To get started, define your Model architecture like you always do, but within a callable top-level function (we will call this function model_build_fn for the remained of these docs, but you are free to name it as you wish). Then pass this function to BaseWrapper in the model parameter. Finally, you can call fit() and predict(), as with an sklearn estimator. The finished code could look something like this:

def model_build_fn():
     model = Model(...)
     ...
     return model

clf = KerasClassifier(model=model_build_fn)
clf.fit(X, y)
y_pred = clf.predict(X_valid)

Let’s see what SciKeras did:

  • wraps tensorflow.keras.Model in an sklearn interface

  • handles encoding and decoding of the target y

  • compiles the Model (unless you do it yourself in model_build_fn)

  • makes all Keras objects serializable so that they can be used with model_selection.

SciKeras abstracts away the incompatibilities and data conversions, letting you focus on defining your architecture and choosing your hyperparameters. At the same time, SciKeras is very flexible and can be extended with ease, getting out of your way as much as possible.

Initialization

When you instantiate the KerasClassifier or KerasRegressor instance, only the given arguments are stored. These arguments are stored unmodified. For instance, the model will remain uninstantiated. This is to make sure that the arguments you pass are not touched afterwards, which makes it possible to clone the wrapper instance, for example in a GridSearchCV.

Only when the fit() or initialize() methods are called, are the different attributes of the wrapper, such as model_, initialized.

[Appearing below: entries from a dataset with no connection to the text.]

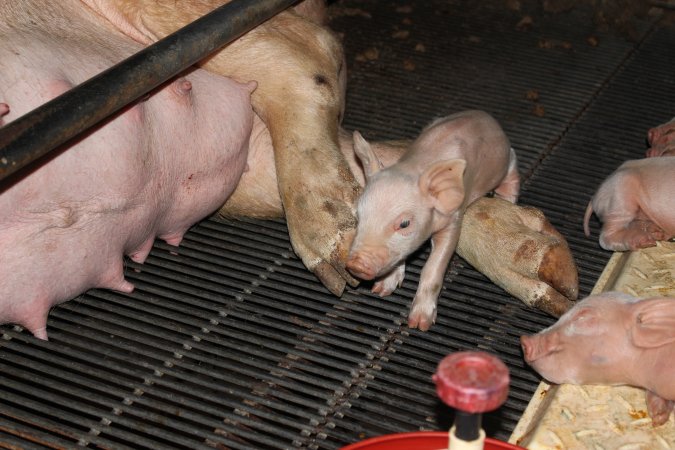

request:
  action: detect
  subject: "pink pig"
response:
[347,111,520,331]
[520,292,675,425]
[584,156,675,251]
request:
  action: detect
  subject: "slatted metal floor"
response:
[0,0,675,449]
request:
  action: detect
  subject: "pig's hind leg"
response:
[495,148,520,203]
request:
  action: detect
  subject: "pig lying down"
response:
[220,122,579,317]
[347,111,520,330]
[87,0,368,295]
[520,292,675,425]
[584,156,675,251]
[0,0,255,339]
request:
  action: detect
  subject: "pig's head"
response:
[347,131,466,280]
[520,292,675,386]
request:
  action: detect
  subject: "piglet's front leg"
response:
[372,263,405,297]
[600,219,669,252]
[408,224,462,331]
[645,391,675,426]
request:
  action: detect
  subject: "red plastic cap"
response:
[432,352,509,413]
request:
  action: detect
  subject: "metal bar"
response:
[0,0,297,180]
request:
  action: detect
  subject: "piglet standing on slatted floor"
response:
[347,111,520,331]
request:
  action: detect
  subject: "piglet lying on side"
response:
[520,292,675,425]
[584,156,675,251]
[347,111,520,330]
[457,197,579,317]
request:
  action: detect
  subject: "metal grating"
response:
[0,0,675,449]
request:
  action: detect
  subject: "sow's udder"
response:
[0,52,255,339]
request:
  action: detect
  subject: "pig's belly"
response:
[0,49,252,339]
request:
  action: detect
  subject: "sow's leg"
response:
[92,0,361,295]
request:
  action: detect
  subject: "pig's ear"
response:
[354,131,383,180]
[631,298,675,348]
[419,159,466,214]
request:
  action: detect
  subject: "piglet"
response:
[584,156,675,251]
[520,292,675,425]
[457,197,579,317]
[347,111,520,331]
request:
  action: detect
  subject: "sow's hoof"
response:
[457,197,579,317]
[282,172,360,296]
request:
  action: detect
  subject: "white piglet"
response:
[347,111,520,331]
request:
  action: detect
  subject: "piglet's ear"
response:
[631,298,675,348]
[419,159,466,214]
[354,131,383,180]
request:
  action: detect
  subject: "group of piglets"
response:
[521,119,675,425]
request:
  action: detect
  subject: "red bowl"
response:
[341,431,524,450]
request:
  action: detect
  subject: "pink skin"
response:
[0,0,255,339]
[520,292,675,425]
[0,103,9,127]
[647,118,675,158]
[347,111,520,331]
[584,156,675,251]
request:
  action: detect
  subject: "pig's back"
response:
[620,156,675,235]
[0,0,252,337]
[406,110,510,165]
[400,110,511,200]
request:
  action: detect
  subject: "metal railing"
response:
[0,0,297,181]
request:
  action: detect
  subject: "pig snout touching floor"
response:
[521,292,675,425]
[584,156,675,251]
[0,0,255,339]
[347,111,520,330]
[90,0,361,295]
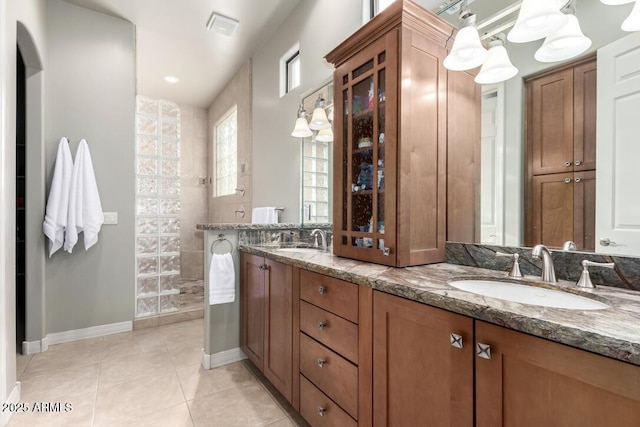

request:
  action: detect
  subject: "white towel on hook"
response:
[251,207,278,224]
[209,253,236,305]
[42,137,73,257]
[64,139,104,253]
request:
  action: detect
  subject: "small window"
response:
[213,105,238,197]
[280,43,301,96]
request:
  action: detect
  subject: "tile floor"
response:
[9,319,306,427]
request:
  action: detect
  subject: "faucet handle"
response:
[496,252,522,277]
[576,259,616,288]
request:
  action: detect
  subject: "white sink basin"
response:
[276,248,321,254]
[449,280,609,310]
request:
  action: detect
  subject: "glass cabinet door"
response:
[334,44,389,256]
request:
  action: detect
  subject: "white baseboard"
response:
[0,381,22,426]
[22,320,133,354]
[202,348,247,369]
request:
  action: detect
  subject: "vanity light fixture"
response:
[534,14,591,62]
[309,95,331,130]
[507,0,567,43]
[316,128,333,142]
[620,0,640,31]
[474,34,518,84]
[291,104,313,138]
[443,5,489,71]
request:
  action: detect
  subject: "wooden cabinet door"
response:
[526,69,574,175]
[573,170,596,251]
[263,259,293,402]
[240,254,265,371]
[525,172,574,247]
[573,58,597,171]
[476,321,640,427]
[373,292,473,427]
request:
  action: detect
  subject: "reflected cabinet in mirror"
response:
[441,0,640,256]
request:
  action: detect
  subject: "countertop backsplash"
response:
[445,242,640,291]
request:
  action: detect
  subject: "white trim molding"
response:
[22,320,133,355]
[0,381,22,426]
[201,347,247,369]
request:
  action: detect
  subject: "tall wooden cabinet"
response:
[525,56,596,250]
[326,0,479,266]
[240,254,293,401]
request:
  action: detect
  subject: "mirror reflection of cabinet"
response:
[525,56,596,250]
[326,1,479,266]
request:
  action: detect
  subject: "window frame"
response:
[212,104,238,198]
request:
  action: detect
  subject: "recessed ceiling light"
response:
[207,12,238,36]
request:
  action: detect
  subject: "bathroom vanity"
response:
[240,245,640,427]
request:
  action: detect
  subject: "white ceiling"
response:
[60,0,302,107]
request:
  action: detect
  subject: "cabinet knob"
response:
[476,342,491,359]
[449,332,462,348]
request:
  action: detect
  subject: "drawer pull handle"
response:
[476,342,491,360]
[449,332,462,348]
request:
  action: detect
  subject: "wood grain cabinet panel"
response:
[373,292,472,427]
[240,253,293,402]
[326,0,480,267]
[525,57,596,250]
[476,321,640,427]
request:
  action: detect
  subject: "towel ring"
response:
[211,234,233,255]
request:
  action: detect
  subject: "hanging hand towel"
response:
[64,139,104,253]
[251,207,278,224]
[209,253,236,305]
[42,137,73,257]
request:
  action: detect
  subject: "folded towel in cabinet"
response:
[64,139,104,253]
[42,137,73,257]
[209,253,236,305]
[251,207,278,224]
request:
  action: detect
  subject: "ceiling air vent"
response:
[207,12,238,36]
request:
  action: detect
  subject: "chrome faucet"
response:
[311,228,328,251]
[531,245,557,283]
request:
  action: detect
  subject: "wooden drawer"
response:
[300,270,358,323]
[300,375,358,427]
[300,301,358,364]
[300,332,358,419]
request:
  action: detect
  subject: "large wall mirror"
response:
[436,0,640,256]
[300,79,333,225]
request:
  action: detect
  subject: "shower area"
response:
[135,95,208,320]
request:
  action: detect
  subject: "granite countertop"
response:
[196,222,332,230]
[240,245,640,365]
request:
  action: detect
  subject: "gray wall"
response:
[40,0,136,334]
[500,0,633,246]
[251,0,362,222]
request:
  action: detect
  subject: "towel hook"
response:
[211,234,233,255]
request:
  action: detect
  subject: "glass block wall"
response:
[136,96,180,317]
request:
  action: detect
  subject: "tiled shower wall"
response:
[180,105,209,280]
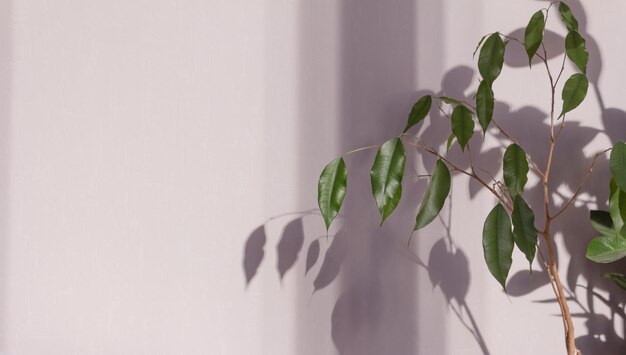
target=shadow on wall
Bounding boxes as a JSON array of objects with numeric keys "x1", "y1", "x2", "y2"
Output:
[{"x1": 243, "y1": 0, "x2": 626, "y2": 355}]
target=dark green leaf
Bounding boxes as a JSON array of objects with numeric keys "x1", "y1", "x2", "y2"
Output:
[
  {"x1": 565, "y1": 31, "x2": 589, "y2": 74},
  {"x1": 446, "y1": 133, "x2": 454, "y2": 153},
  {"x1": 502, "y1": 144, "x2": 528, "y2": 197},
  {"x1": 414, "y1": 160, "x2": 450, "y2": 230},
  {"x1": 589, "y1": 210, "x2": 615, "y2": 236},
  {"x1": 559, "y1": 73, "x2": 589, "y2": 118},
  {"x1": 404, "y1": 95, "x2": 433, "y2": 132},
  {"x1": 559, "y1": 1, "x2": 578, "y2": 31},
  {"x1": 609, "y1": 142, "x2": 626, "y2": 191},
  {"x1": 472, "y1": 35, "x2": 488, "y2": 58},
  {"x1": 587, "y1": 235, "x2": 626, "y2": 263},
  {"x1": 439, "y1": 96, "x2": 463, "y2": 106},
  {"x1": 478, "y1": 33, "x2": 504, "y2": 82},
  {"x1": 602, "y1": 272, "x2": 626, "y2": 290},
  {"x1": 317, "y1": 158, "x2": 348, "y2": 230},
  {"x1": 370, "y1": 138, "x2": 406, "y2": 225},
  {"x1": 511, "y1": 196, "x2": 537, "y2": 265},
  {"x1": 476, "y1": 80, "x2": 494, "y2": 133},
  {"x1": 483, "y1": 204, "x2": 513, "y2": 290},
  {"x1": 524, "y1": 10, "x2": 545, "y2": 66},
  {"x1": 451, "y1": 106, "x2": 474, "y2": 150}
]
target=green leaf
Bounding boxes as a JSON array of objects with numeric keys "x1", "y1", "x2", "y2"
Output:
[
  {"x1": 609, "y1": 178, "x2": 626, "y2": 233},
  {"x1": 589, "y1": 210, "x2": 615, "y2": 236},
  {"x1": 446, "y1": 133, "x2": 454, "y2": 153},
  {"x1": 502, "y1": 144, "x2": 528, "y2": 197},
  {"x1": 587, "y1": 235, "x2": 626, "y2": 263},
  {"x1": 317, "y1": 158, "x2": 348, "y2": 230},
  {"x1": 524, "y1": 10, "x2": 546, "y2": 66},
  {"x1": 472, "y1": 35, "x2": 488, "y2": 58},
  {"x1": 414, "y1": 160, "x2": 450, "y2": 230},
  {"x1": 478, "y1": 32, "x2": 504, "y2": 82},
  {"x1": 559, "y1": 73, "x2": 589, "y2": 118},
  {"x1": 559, "y1": 1, "x2": 578, "y2": 31},
  {"x1": 483, "y1": 204, "x2": 513, "y2": 290},
  {"x1": 370, "y1": 138, "x2": 406, "y2": 225},
  {"x1": 476, "y1": 80, "x2": 495, "y2": 133},
  {"x1": 404, "y1": 95, "x2": 433, "y2": 132},
  {"x1": 450, "y1": 106, "x2": 474, "y2": 150},
  {"x1": 439, "y1": 96, "x2": 463, "y2": 106},
  {"x1": 602, "y1": 272, "x2": 626, "y2": 290},
  {"x1": 609, "y1": 142, "x2": 626, "y2": 191},
  {"x1": 511, "y1": 196, "x2": 537, "y2": 267},
  {"x1": 565, "y1": 31, "x2": 589, "y2": 74}
]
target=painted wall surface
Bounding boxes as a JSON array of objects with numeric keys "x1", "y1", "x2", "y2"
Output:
[{"x1": 0, "y1": 0, "x2": 626, "y2": 355}]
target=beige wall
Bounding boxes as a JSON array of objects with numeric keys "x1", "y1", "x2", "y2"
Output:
[{"x1": 0, "y1": 0, "x2": 626, "y2": 355}]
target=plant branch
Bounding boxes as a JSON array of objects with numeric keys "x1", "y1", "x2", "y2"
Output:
[{"x1": 551, "y1": 148, "x2": 612, "y2": 220}]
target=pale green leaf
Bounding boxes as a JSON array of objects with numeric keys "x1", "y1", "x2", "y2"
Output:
[
  {"x1": 502, "y1": 144, "x2": 528, "y2": 197},
  {"x1": 414, "y1": 160, "x2": 450, "y2": 230},
  {"x1": 524, "y1": 10, "x2": 545, "y2": 66},
  {"x1": 450, "y1": 106, "x2": 474, "y2": 150},
  {"x1": 478, "y1": 33, "x2": 504, "y2": 82},
  {"x1": 404, "y1": 95, "x2": 433, "y2": 132},
  {"x1": 317, "y1": 158, "x2": 348, "y2": 230},
  {"x1": 370, "y1": 138, "x2": 406, "y2": 225},
  {"x1": 559, "y1": 73, "x2": 589, "y2": 118},
  {"x1": 483, "y1": 204, "x2": 514, "y2": 290},
  {"x1": 476, "y1": 80, "x2": 495, "y2": 133}
]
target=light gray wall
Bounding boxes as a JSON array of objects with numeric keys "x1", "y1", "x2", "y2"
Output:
[{"x1": 0, "y1": 0, "x2": 626, "y2": 355}]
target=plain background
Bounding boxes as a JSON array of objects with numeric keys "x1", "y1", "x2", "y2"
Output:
[{"x1": 0, "y1": 0, "x2": 626, "y2": 355}]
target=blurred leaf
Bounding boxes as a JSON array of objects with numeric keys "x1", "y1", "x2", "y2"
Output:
[
  {"x1": 404, "y1": 95, "x2": 433, "y2": 132},
  {"x1": 478, "y1": 33, "x2": 504, "y2": 83},
  {"x1": 602, "y1": 272, "x2": 626, "y2": 290},
  {"x1": 609, "y1": 142, "x2": 626, "y2": 191},
  {"x1": 559, "y1": 1, "x2": 578, "y2": 31},
  {"x1": 559, "y1": 73, "x2": 589, "y2": 118},
  {"x1": 589, "y1": 210, "x2": 615, "y2": 236},
  {"x1": 587, "y1": 234, "x2": 626, "y2": 263},
  {"x1": 476, "y1": 80, "x2": 495, "y2": 133},
  {"x1": 414, "y1": 159, "x2": 450, "y2": 230},
  {"x1": 317, "y1": 158, "x2": 348, "y2": 230},
  {"x1": 524, "y1": 10, "x2": 545, "y2": 66},
  {"x1": 565, "y1": 31, "x2": 589, "y2": 74},
  {"x1": 451, "y1": 106, "x2": 474, "y2": 150},
  {"x1": 370, "y1": 138, "x2": 406, "y2": 225},
  {"x1": 511, "y1": 196, "x2": 537, "y2": 267},
  {"x1": 483, "y1": 204, "x2": 513, "y2": 290},
  {"x1": 502, "y1": 144, "x2": 528, "y2": 197},
  {"x1": 439, "y1": 96, "x2": 463, "y2": 106}
]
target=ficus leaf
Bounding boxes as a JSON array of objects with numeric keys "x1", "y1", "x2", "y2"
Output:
[
  {"x1": 476, "y1": 80, "x2": 494, "y2": 133},
  {"x1": 472, "y1": 35, "x2": 488, "y2": 58},
  {"x1": 602, "y1": 272, "x2": 626, "y2": 290},
  {"x1": 478, "y1": 32, "x2": 504, "y2": 82},
  {"x1": 317, "y1": 157, "x2": 348, "y2": 230},
  {"x1": 565, "y1": 31, "x2": 589, "y2": 74},
  {"x1": 559, "y1": 1, "x2": 578, "y2": 31},
  {"x1": 586, "y1": 235, "x2": 626, "y2": 263},
  {"x1": 404, "y1": 95, "x2": 433, "y2": 132},
  {"x1": 370, "y1": 138, "x2": 406, "y2": 225},
  {"x1": 511, "y1": 196, "x2": 537, "y2": 265},
  {"x1": 524, "y1": 10, "x2": 545, "y2": 66},
  {"x1": 450, "y1": 105, "x2": 474, "y2": 150},
  {"x1": 502, "y1": 144, "x2": 528, "y2": 197},
  {"x1": 414, "y1": 160, "x2": 450, "y2": 230},
  {"x1": 589, "y1": 210, "x2": 615, "y2": 236},
  {"x1": 483, "y1": 204, "x2": 513, "y2": 290},
  {"x1": 559, "y1": 73, "x2": 589, "y2": 118},
  {"x1": 439, "y1": 96, "x2": 463, "y2": 106},
  {"x1": 609, "y1": 142, "x2": 626, "y2": 191}
]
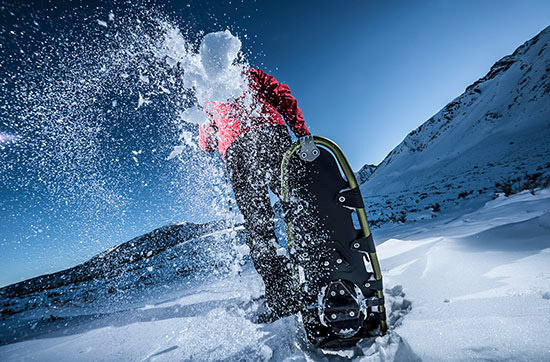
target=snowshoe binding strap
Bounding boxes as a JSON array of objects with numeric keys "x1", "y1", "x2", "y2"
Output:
[{"x1": 298, "y1": 135, "x2": 320, "y2": 162}]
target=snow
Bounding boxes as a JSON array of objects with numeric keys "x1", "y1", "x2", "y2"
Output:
[
  {"x1": 375, "y1": 190, "x2": 550, "y2": 361},
  {"x1": 0, "y1": 190, "x2": 550, "y2": 361},
  {"x1": 358, "y1": 27, "x2": 550, "y2": 226}
]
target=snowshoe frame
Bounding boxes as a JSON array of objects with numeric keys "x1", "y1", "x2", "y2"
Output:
[{"x1": 281, "y1": 136, "x2": 387, "y2": 348}]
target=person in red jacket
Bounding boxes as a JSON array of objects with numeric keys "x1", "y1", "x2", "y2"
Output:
[{"x1": 199, "y1": 31, "x2": 310, "y2": 321}]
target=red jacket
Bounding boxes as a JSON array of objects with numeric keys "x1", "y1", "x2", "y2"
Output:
[{"x1": 199, "y1": 68, "x2": 309, "y2": 159}]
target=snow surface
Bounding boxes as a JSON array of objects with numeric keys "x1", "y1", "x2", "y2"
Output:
[{"x1": 0, "y1": 190, "x2": 550, "y2": 362}]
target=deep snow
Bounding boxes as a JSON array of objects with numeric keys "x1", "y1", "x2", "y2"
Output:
[{"x1": 0, "y1": 190, "x2": 550, "y2": 362}]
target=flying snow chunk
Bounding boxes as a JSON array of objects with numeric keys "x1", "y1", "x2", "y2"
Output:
[
  {"x1": 181, "y1": 106, "x2": 207, "y2": 124},
  {"x1": 0, "y1": 132, "x2": 18, "y2": 145},
  {"x1": 138, "y1": 93, "x2": 151, "y2": 108}
]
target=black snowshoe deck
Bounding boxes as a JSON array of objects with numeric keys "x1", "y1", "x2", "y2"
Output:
[{"x1": 281, "y1": 137, "x2": 387, "y2": 349}]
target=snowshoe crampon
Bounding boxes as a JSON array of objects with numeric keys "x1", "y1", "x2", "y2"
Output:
[{"x1": 281, "y1": 136, "x2": 387, "y2": 349}]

An initialized attribute’s name always ends on an underscore; e.g., the initialized model is called model_. (This is the same nomenclature as sklearn uses.) Therefore, you always know which attributes you set and which ones were created by the wrappers.

Once initialized by calling fit, the wrappers create several attributes, documented in the SciKeras API documentation.

Compilation of Model

You have two options to compile your model:

1. Compile your model within model_build_fn and return this compiled model. In this case, SciKeras will not re-compile your model and all compilation parameters (such as optimizer) given to scikeras.wrappers.BaseWrapper.__init__() will be ignored.

2. Return an uncompiled model from model_build_fn and let SciKeras handle the compilation. In this case, SciKeras will apply all of the compilation parameters, including instantiating losses, metrics and optimizers.

The first route will be more flexible if you wish to determine how to compile your Model within the same function in which you define it. The latter will offer an easy way to compile and tune compilation parameters. Examples:

def model_build_fn(compile_kwargs):
    # you can access the ``optimizer`` param here
    optimizer = compile_kwargs["optimizer"]
    if optimizer is None:
        # and apply any custom logic you wish
        ...
    model = Model(...)
    ...
    model.compile(optimizer=optimizer)
    return model

clf = KerasClassifier(model=model_build_fn)
clf.fit(X, y)
y_pred = clf.predict(X_valid)
from tensorflow.keras.optimizers import Adam

def model_build_fn():
    model = Model(...)
    ...
    # Do not call model.compile
    return model  # That's it, SciKeras will compile your model for you

clf = KerasClassifier(model=model_build_fn, optimizer=Adam)
clf.fit(X, y)
y_pred = clf.predict(X_valid)

In all cases, returning an un-compiled model is equivalent to calling model.compile(**compile_kwargs) within model_build_fn.

Arguments to model_build_fn

User-defined keyword arguments passed to __init__()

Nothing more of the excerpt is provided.